Multicor - Livro 2 - Te Prometo o Céu
Multicor - Livro 2 - Te Prometo o Céu
Por: Nathasha Chrysthie
Prólogo

“Eu vi o anjo no mármore e esculpi até que o libertei.”

(Michelangelo)

OLIVER

Nunca estive tão perto do céu como agora, como um imenso tapete azul acinzentado diante de mim, me convidando...

Faz um frio em Paris nesse fim de madrugada, quase tão intenso quanto o frio daquela noite. Os flashes de memória me doem os ossos mais do que o vento invernal. Balanço os pés e o ar se agita ao meu redor, fazendo um arrepio subir por meus braços. A mureta estreita embaixo de mim parece tremer com o meu movimento e seguro-me com mais cuidado, ainda hesitante em cumprir meu objetivo.

Fito o Sena correndo sob mim, a correnteza forte arrastando qualquer coisa que apareça em seu caminho. Qualquer coisa que caísse daqui de cima nessas águas turbulentas certamente seria engolida e sugada para o fundo, tragada para a inexistência. Encho os pulmões de ar gelado e depois solto, me munindo de uma falsa coragem.

A névoa da manhã paira sobre a Pont des Artes e é difícil ver muito além da margem, mas o suntuoso Louvre desponta entre a grossa neblina. Imediatamente meu pensamento vai para a garota brasileira que acaba de chegar em Paris para seguir um sonho: estudar artes. Melissa. Seu rosto ruborizado surge na minha frente. A face de um anjo esculpida em minha mente.

Tão delicada e frágil, mas como as aparências enganam... Nunca imaginaria que alguém de feições tão doces poderia carregar tamanho sofrimento na bagagem. O ex-namorado caçando-a e ela como uma loba protegendo sua cria, infelizmente veio cair justo no ninho do urubu. Ela precisa se livrar do Andrew, precisa seguir o meu conselho.             Não confiei nem um pouco na sua promessa, ela pareceu bastante satisfeita com a apoio daquele mau-caráter. Afinal, ela tem um segredo e ele tem poder para “protegê-la”. Não queria que ela descobrisse o verdadeiro Andrew embaixo daquela pele de cordeiro, espero que ele não use o segredo contra ela. A moça já passou por tanta coisa, ela merecia encontrar segurança aqui...

Suas palavras ficam ecoando na minha cabeça desde que saí correndo da república: “vai ficar tudo bem, eu sei que vai”. A boca rosada curvada em um sorriso cativante. Tão plácida e tranquila. Como ela tem certeza de que vai ficar tudo bem? Ela está grávida e sozinha em um país desconhecido, fugindo de um ex-namorado psicopata e entre as garras do Andrew Lambert! Ela não tem nenhum controle da situação, como pode estar tão convencida de que tudo vai acabar bem?

E ainda se mostrou preocupada comigo... Será que não dá conta dos próprios problemas?

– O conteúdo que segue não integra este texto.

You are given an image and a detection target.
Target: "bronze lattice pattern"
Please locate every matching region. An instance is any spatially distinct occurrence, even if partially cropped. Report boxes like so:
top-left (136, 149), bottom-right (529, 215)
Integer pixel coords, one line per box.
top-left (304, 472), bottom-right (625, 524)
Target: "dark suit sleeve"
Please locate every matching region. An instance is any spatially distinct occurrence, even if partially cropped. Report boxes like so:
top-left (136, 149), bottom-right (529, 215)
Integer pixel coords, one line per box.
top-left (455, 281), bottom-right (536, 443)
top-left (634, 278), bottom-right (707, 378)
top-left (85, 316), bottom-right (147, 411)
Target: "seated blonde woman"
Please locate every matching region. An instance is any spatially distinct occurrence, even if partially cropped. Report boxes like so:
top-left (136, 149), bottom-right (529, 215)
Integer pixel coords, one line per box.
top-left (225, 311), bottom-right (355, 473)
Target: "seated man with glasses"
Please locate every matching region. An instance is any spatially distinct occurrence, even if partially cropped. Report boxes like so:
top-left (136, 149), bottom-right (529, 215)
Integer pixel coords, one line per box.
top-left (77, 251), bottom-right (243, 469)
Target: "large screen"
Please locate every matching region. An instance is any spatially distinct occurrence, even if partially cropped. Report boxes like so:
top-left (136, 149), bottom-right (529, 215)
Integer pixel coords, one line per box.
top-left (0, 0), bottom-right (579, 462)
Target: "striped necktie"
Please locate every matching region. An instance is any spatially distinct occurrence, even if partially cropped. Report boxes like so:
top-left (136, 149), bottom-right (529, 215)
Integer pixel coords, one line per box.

Por que se incomodar em me fazer sentir melhor quando o mundo parece desmoronar em sua cabeça? E mesmo assim a expressão de compaixão não deixou nem por um minuto o seu belo rosto. O rosto que permeia os corredores tortuosos da minha consciência.

Não! Estou divagando. Ela está me desviando do meu objetivo. Levanto-me e fico de pé sobre a mureta da ponte, focando no ponto mais longe do horizonte que é possível enxergar pela neblina. De repente, um helicóptero rasga o céu e joga luzes sobre mim, me assustando e fazendo escorregar...

Por muito pouco consigo segurar na mureta repleta de cadeados multicoloridos. Como se os percebesse pela primeira vez, passo a mão solta por eles – alguns com nomes ou corações gravados – e penso que cada um deles carrega uma história de amor. Como será que deve ser sentir que alguém te completa? Será que dá a vida algum sentido? Afinal, existe algum sentido em viver?

Não essa vida que se apresenta para mim. Não sem Charlie. Não há vida possível com um pedaço me faltando.  

Como um pêndulo agarrado a ponte, começo a sentir o punho esquerdo arder. Ele não vai suportar meu peso por muito tempo. É hora de deixar ir toda a dor e acabar com esse peso insuportável no meu peito de uma vez por todas. Respiro fundo mais uma vez e o ar queima minhas narinas.

Lágrimas brotam de meus olhos e o rosto do anjo novamente dança diante de mim. Será que um querubim tão belo quanto ela irá me receber no céu? Eu duvido.